Choreographer Amalia Hernandez created Ballet Folklorico in 1952. The style blends traditional European ballet with Mexican dancing. “Hernandez, know as Ami, choreographed more than 40 ballets and used local dance traditions from nearly 60 different regions of Mexico,” says Turtle. “Today, her school in Mexico City teaches and certifies instructors in this form of folkloric dance for the purpose of performance.”
The group currently has 35 students. Families help with wardrobe, carpooling, and props. Along with familial support, Ballet Folklorico Ritmo Alegre was awarded a grant from the Jackson County Cultural Coalition and has been awarded other grants throughout the state to help with expenses.
“I was told, when I joined the group in January of this year, that a member of an audience once walked up to one of our dancers and thanked them for their performance, adding: ‘I didn’t know Mexico had any culture,’ ” Turtle says. “This story may have grown in re-telling but there may be a grain of truth in the idea that many people don’t know much about the culture of Mexico beyond tacos and tequila. The dances we perform reflect the many strands of Mexican culture and the forces that have affected the development of our neighbor to the south.”
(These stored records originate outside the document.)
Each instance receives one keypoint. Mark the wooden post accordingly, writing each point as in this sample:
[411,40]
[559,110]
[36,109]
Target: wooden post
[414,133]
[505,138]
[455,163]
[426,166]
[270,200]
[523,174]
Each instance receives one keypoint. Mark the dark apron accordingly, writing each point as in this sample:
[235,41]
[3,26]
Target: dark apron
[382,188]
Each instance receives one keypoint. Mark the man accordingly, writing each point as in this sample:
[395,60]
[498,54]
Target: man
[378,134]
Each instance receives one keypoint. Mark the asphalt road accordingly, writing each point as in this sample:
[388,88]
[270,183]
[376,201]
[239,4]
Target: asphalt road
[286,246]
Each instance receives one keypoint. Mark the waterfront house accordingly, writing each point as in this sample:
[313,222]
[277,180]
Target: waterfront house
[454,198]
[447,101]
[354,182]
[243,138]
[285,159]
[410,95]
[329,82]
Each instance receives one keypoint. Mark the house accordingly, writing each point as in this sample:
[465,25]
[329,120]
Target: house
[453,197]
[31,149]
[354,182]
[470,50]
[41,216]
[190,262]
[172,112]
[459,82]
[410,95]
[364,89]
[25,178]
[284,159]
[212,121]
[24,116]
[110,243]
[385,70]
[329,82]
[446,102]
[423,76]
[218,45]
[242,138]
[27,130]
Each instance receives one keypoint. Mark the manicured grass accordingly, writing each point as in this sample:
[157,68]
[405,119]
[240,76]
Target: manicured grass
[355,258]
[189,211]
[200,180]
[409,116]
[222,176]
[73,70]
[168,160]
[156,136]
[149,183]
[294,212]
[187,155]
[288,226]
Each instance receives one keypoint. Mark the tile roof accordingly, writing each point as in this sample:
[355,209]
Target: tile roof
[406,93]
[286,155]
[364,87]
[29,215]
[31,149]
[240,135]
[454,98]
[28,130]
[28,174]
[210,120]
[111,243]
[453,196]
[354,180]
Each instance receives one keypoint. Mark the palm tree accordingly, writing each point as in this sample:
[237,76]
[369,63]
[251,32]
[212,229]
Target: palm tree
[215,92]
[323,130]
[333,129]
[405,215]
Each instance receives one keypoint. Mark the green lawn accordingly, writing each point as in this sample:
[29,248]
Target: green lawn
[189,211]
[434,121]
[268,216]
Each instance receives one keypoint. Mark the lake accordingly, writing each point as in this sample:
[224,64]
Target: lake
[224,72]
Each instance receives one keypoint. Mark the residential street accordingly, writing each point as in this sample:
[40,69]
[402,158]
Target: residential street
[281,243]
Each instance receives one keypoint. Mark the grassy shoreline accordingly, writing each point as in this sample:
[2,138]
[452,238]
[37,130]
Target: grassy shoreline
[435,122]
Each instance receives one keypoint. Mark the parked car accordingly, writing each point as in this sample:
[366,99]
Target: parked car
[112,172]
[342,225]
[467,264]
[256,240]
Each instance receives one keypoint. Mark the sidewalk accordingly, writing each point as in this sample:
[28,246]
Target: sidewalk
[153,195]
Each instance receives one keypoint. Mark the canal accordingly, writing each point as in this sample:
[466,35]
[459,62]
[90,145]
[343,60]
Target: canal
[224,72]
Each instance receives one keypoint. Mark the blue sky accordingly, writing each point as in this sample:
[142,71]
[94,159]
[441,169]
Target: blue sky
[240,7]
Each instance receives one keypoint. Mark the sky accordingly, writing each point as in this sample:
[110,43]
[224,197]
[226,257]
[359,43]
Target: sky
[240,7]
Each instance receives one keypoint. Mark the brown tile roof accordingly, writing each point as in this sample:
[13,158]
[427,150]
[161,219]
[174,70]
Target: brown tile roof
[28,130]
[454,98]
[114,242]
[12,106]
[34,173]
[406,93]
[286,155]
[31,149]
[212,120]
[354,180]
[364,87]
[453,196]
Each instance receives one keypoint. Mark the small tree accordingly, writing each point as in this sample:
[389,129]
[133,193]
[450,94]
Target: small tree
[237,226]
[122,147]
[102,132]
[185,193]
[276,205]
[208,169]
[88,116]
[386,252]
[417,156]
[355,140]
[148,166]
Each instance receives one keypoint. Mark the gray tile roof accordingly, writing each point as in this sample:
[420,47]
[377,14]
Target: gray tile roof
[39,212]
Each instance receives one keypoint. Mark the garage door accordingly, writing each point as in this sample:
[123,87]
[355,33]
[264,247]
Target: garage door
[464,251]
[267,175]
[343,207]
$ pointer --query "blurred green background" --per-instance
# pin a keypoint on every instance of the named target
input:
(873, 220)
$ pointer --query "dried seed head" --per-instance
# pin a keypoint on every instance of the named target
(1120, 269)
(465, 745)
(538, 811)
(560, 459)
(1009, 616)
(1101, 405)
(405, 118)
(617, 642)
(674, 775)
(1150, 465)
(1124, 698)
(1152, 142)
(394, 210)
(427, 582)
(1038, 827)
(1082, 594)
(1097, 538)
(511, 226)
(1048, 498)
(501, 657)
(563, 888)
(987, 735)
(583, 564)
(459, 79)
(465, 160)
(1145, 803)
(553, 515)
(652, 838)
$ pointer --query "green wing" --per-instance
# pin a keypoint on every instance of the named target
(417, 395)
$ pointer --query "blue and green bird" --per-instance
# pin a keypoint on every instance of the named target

Certain dances reflect different areas of Mexican culture, she adds, such as dances about women fighting alongside men for independence, Spanish colonial days, and even a combination of European, African, and Amerindian cultures.
“We hope our audiences are filled with appreciation for joyful movement, learn a little about the culture or history of Mexico, and gain an appreciation for a beautiful country that is more than Cinco de Mayo and nachos,” she says. “Our organizational mission has two important parts: To instill pride and knowledge of Hispanic heritage in our dancers and to share Ballet Folklorico with our neighbors through performance.”
Ballet Folklorico Ritmo Alegre
6:45 pm, Sunday, September 16
Oregon Shakespeare Festival, 15 S. Pioneer Street, Ashland.